I never felt that doing shit like this was weird or odd, at the end of the day; money is money. And that's what was keeping me in school, a roof over my head, and making me eat crab legs and steak every single night.

"You marry a man with money, and you never have to worry about where you lay," My mother would say, and even reminded me before pulling the waist trainer attached to my twenty-thousand dollar wedding dress this morning.

Now those words were evidently funny. Especially since they came from a woman who's husband is broke.

I learned to keep that comment to myself since it described my dad to the tea.

I had an older sister, but she was different. It's simple to say she was the better one. She was probably out living her life as I stood here letting a man, who already had a wife, take my hand in marriage.
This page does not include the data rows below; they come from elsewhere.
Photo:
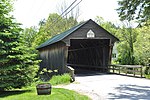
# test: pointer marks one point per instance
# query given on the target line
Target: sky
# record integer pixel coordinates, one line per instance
(30, 12)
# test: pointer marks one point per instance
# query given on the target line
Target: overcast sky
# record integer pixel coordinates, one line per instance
(30, 12)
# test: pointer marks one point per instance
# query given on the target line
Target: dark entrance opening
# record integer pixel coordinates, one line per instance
(89, 54)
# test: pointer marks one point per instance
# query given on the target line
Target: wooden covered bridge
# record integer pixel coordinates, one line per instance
(86, 45)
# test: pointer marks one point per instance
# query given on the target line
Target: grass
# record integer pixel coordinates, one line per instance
(56, 94)
(60, 79)
(30, 93)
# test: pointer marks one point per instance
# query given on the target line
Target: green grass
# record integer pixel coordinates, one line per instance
(56, 94)
(60, 79)
(30, 93)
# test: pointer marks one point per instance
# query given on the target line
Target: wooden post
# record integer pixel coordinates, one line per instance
(126, 70)
(119, 69)
(134, 71)
(113, 69)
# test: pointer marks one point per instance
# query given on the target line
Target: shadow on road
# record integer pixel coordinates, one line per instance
(84, 72)
(131, 92)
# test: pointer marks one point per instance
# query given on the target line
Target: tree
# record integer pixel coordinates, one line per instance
(134, 9)
(142, 45)
(17, 64)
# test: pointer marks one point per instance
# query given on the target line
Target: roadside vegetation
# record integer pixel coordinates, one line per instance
(19, 62)
(30, 92)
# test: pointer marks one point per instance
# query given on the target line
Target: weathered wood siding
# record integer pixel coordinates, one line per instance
(54, 57)
(89, 52)
(81, 33)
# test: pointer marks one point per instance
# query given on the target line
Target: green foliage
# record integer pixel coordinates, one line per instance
(60, 79)
(142, 45)
(17, 63)
(126, 46)
(134, 9)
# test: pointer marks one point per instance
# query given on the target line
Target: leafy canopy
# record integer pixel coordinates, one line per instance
(134, 9)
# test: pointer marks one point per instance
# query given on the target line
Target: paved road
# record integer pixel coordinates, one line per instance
(111, 87)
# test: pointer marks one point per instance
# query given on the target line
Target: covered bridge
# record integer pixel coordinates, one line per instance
(86, 45)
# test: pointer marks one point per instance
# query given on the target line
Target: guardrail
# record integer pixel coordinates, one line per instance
(134, 70)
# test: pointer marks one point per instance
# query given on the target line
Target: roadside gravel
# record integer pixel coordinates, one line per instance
(111, 87)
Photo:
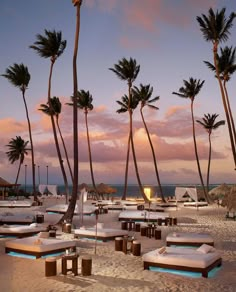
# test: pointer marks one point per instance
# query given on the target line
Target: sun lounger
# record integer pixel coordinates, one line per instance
(185, 259)
(20, 219)
(189, 238)
(103, 234)
(16, 204)
(38, 247)
(141, 215)
(21, 231)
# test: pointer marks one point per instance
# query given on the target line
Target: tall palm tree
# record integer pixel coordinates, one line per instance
(190, 90)
(17, 151)
(85, 103)
(128, 70)
(209, 124)
(216, 28)
(19, 76)
(144, 95)
(71, 208)
(227, 66)
(52, 46)
(56, 107)
(124, 105)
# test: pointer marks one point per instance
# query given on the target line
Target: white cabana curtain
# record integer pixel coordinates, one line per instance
(180, 192)
(51, 188)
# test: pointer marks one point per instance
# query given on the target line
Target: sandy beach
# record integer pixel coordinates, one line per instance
(115, 271)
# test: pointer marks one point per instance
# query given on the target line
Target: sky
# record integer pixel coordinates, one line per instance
(164, 37)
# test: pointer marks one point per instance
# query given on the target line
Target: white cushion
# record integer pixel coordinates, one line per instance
(205, 248)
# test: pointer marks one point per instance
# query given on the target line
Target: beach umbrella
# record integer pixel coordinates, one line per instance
(220, 191)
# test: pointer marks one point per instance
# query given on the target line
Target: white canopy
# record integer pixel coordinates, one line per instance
(180, 192)
(51, 188)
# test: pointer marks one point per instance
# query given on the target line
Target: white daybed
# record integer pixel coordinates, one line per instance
(186, 259)
(37, 246)
(189, 238)
(142, 215)
(16, 204)
(103, 234)
(21, 231)
(9, 218)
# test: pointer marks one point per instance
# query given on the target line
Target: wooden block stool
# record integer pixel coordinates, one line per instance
(118, 243)
(143, 230)
(136, 248)
(50, 267)
(86, 266)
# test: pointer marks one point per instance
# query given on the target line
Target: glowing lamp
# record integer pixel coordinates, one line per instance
(147, 192)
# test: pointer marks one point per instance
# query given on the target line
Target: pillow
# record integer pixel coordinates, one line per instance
(205, 248)
(38, 242)
(162, 250)
(43, 234)
(100, 225)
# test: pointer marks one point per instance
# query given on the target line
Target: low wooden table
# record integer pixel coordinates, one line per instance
(69, 257)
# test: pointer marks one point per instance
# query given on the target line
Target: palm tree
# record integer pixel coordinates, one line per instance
(124, 105)
(84, 102)
(128, 70)
(71, 208)
(216, 28)
(52, 46)
(17, 151)
(209, 124)
(56, 106)
(19, 76)
(144, 94)
(190, 90)
(227, 66)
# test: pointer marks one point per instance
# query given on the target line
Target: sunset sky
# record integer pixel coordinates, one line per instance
(164, 38)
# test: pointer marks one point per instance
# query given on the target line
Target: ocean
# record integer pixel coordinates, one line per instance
(133, 190)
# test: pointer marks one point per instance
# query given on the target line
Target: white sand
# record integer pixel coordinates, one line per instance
(115, 271)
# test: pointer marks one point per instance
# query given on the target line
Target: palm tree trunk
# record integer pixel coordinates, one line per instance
(209, 162)
(153, 155)
(196, 153)
(230, 112)
(90, 153)
(55, 134)
(126, 171)
(71, 208)
(32, 147)
(65, 150)
(215, 48)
Yasmin, my sister, was in fact the "better one," because she got off her ass and left. Completely voluntarily at that.

I try not to be angry at the thought, but we planned to leave together. The right wording would be "run away," but I wasn't a little kid anymore. It felt so juvenile to think that I was ever planning to do that.

Every time Yasmine and I were ready to 'up and leave' I kept holding us back in fear. Fear of what our parents would do, fear of what the streets would do to us. Roughly, by this point, every nigga was onto our fathers neck, waiting for each of us to show our faces.

Every time I held us back, she'd get distant. Or our parents would have planned something for her to do. 

"He fuckin' has you brainwashed Isis," She would snapped at me. "You don't see what they doing to us? This ain't normal sis!"

"No," I would snap back at her. As far as I knew, they loved us unconditionally. They did everything they could to provide for us but they had to resort to nothing when our father started owing money.

By this point, I was 9 while she had just turned 14. And the last time we spoke about leaving, I was actually ready. I had my little bit of everything packed, avoided my parents all day, and cut off contact with anyone I knew.